賀蘭淵坐在青石上,一塊石頭擦著他耳朵飛過去,他眉頭都沒皺。
"每年都這樣?"
"有時候扔石頭,有時候扔糞。"他用刀尖戳著溪里的魚,語氣平淡得好像在說天氣。
"去年扔了一顆人頭。"
我攥緊手里的刀。
這地方不是獵場。是活人煉獄。
藥效沒散干凈。
四五個膽大的死囚從崖壁裂縫摸下來。
他們一看見粉色宮裝就紅了眼。
"前面那個!穿粉衣裳的!砍了她拿賞金!"
"一萬兩銀子夠老子下輩子花不完!"
我左手握刀。
沈家軍的刀法是右手刀,左手使出來招式散了一半,力道不及從前三成。
加上軟筋散未消,第三刀劈出去時腳下一滑,被人一腳踹翻在地。
那人舉起砍刀沖腦袋劈下來。
一根骨簪穿透了他的手腕。
賀蘭淵從青石上起身,不急不徐地擰了半圈,***。
砍刀落地,人跟著跪下去。
剩下四個還沒反應過來,賀蘭淵拎著卷刃刀過去了。
兩肋各中一刀。
他沒刻意閃躲。
兩刀換四條命。
回來時單衣又多了兩道口子,血和汗攪在一起往下淌。
"你受傷了。"
"皮肉傷。
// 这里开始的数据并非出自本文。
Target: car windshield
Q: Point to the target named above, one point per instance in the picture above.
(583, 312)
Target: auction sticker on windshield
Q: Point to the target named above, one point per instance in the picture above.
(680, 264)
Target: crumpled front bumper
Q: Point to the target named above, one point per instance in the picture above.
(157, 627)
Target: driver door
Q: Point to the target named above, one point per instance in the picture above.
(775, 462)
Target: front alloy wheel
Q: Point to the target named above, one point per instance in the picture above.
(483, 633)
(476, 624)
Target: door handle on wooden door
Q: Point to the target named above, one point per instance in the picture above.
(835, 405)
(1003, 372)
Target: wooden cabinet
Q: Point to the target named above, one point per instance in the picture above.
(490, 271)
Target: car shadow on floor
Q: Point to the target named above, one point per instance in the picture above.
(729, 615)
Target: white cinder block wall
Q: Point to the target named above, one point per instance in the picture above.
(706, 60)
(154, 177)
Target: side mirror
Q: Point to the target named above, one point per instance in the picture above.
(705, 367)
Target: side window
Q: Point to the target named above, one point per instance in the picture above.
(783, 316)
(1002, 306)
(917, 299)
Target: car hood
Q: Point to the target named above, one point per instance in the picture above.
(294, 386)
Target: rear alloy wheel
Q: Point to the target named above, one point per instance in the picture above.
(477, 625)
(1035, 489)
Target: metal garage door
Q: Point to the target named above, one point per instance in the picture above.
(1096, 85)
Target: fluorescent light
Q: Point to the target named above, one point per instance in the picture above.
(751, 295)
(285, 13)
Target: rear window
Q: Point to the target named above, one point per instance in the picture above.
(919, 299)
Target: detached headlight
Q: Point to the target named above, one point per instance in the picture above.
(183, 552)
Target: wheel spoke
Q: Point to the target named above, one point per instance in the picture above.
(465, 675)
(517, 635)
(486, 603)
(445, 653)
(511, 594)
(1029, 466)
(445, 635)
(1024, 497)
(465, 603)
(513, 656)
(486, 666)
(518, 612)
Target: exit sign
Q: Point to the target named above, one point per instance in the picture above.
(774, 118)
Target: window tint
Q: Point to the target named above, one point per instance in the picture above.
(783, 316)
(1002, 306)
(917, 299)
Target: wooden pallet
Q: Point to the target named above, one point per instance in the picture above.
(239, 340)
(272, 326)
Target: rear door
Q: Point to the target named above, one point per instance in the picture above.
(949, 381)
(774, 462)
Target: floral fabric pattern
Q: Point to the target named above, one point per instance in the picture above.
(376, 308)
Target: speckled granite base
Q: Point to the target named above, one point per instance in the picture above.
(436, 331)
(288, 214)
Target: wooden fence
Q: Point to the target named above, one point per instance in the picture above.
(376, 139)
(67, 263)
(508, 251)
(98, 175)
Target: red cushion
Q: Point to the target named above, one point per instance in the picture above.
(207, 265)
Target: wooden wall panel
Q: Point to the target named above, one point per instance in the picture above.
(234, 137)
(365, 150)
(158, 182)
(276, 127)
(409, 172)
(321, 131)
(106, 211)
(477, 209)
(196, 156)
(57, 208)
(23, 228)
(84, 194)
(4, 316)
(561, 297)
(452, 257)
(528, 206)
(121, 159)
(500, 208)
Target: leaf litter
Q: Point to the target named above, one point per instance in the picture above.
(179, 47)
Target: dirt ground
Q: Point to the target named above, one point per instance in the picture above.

"
他蹲下來翻死囚的衣裳,摸出半塊干馕和一壺渾水。
干馕掰成兩半,大的那半扔給我。
"吃飽了才有力氣活到第三天。"
干馕硬得硌牙,就著渾水勉強咽。
我低頭啃馕時,粉色宮裝的袖口垂在泥水里,沾透了血污。
這是若雪最喜歡的裙子。
她說穿粉色顯得她膚白如雪。
我問她借來穿過一次,她笑著說好姐姐什么都給你,轉頭把裙子鎖進了箱底。
那年我十四,她十三。
我爹帶我去楚家赴宴,楚伯父指著若雪說,這丫頭身子弱,沈丫頭能留下來做個伴不?
我爹是個粗人,打仗厲害應酬不行,拍著我腦袋說,丫頭做個伴也好,省得天天舞刀弄槍不像姑娘。
后來我才知道,那不是赴宴。
是我爹要打西北的仗,怕我一個人在軍營不安全,把我托付給楚家。
他說等仗打完就來接我。
我等了五年。他沒來。
如今坐在崖底啃干馕,我忽然想。
若雪跟我說過的話,哪一句是真的?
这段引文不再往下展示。